Today, however, we have rejected history and the Bible. Statues are imbued with the powers of “colonialism,” “racism” and “patriarchy,” despite being inanimate objects. They have the power to make real people “discomfited.”

This contrasts with the opening genealogy of St. Matthew’s Gospel, in which Tamar (Matthew 1:3, Genesis 38:12-30), Rahab (Matthew 1:5, Joshua 2:1-24), Ruth the Moabite (Matthew 1:5, Book of Ruth) and Bathsheba (Matthew 1:6, 1 Kings 1:11-31, 2:13-19) are not omitted from Jesus’ family tree because of their unsavory histories. St. Matthew conveyed the whole truth of Our Lord’s past. He did not whitewash or tell half-truths simply to please his audience. Moses and St. Peter aren’t depicted as perfect, but in need of God’s grace like everyone else. Instead of obliterating the discomfiting past, the Bible shows how salvation is possible.
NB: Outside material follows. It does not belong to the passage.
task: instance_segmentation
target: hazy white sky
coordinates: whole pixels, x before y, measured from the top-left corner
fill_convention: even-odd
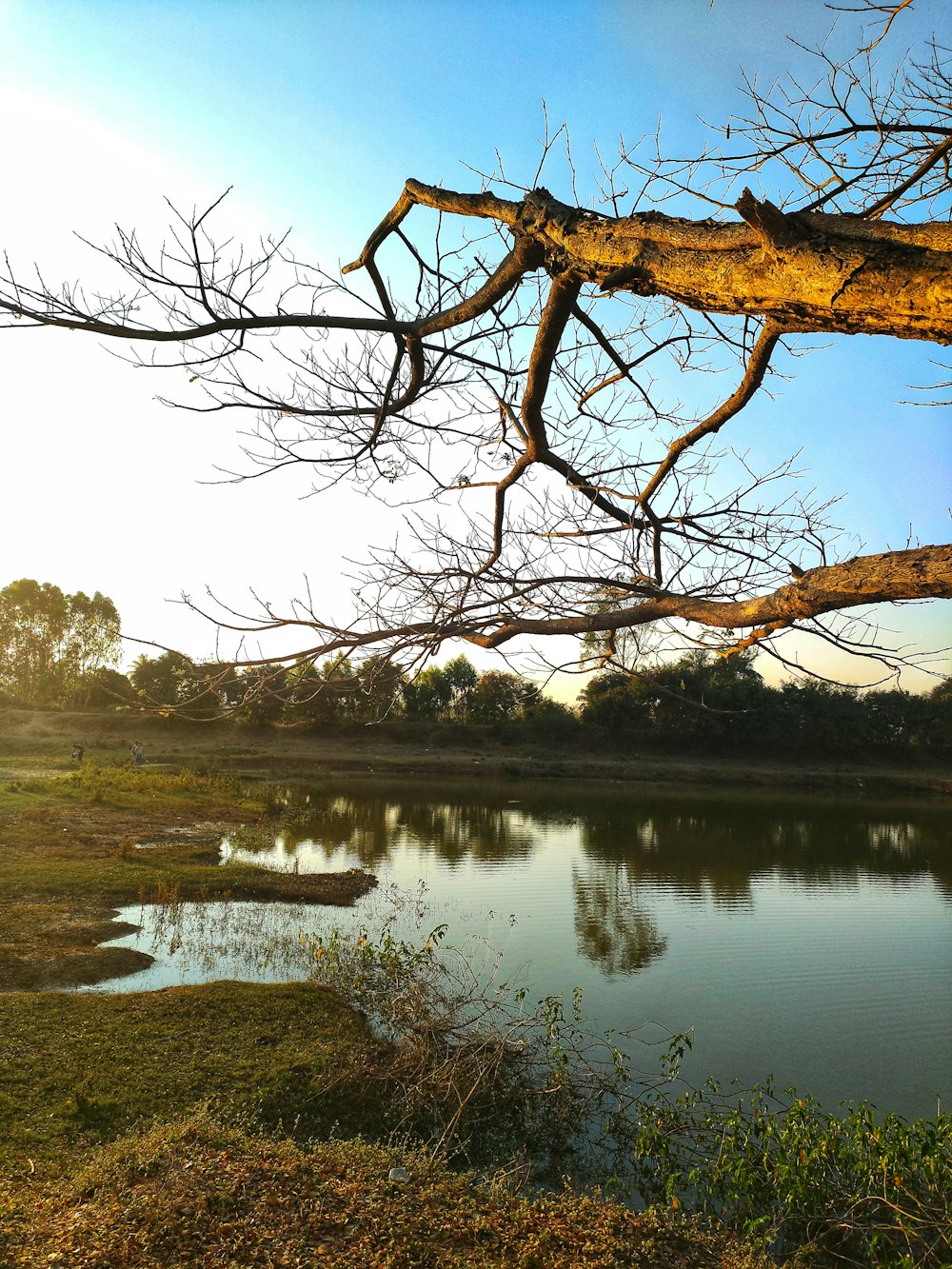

St. Paul, in his letter to the Galatians, warned (Galatians 6:7-8), “Do not be deceived; God is not mocked, for whatever a man sows, that he will also reap. For he who sows to his own flesh will from the flesh reap corruption; but he who sows to the Spirit will from the Spirit reap eternal life.” The current culture’s disregard of natural and divine law has reaped ruinous consequences. 

An idolatry of destruction has turned manmade monuments into new false gods. However, this is no cause for hopelessness. After St. Paul’s dire warning, he writes (Galatians 6:9-10), “Let us not grow weary in well-doing, for in due season we shall reap, if we do not lose heart. So then, as we have opportunity, let us do good to all men.”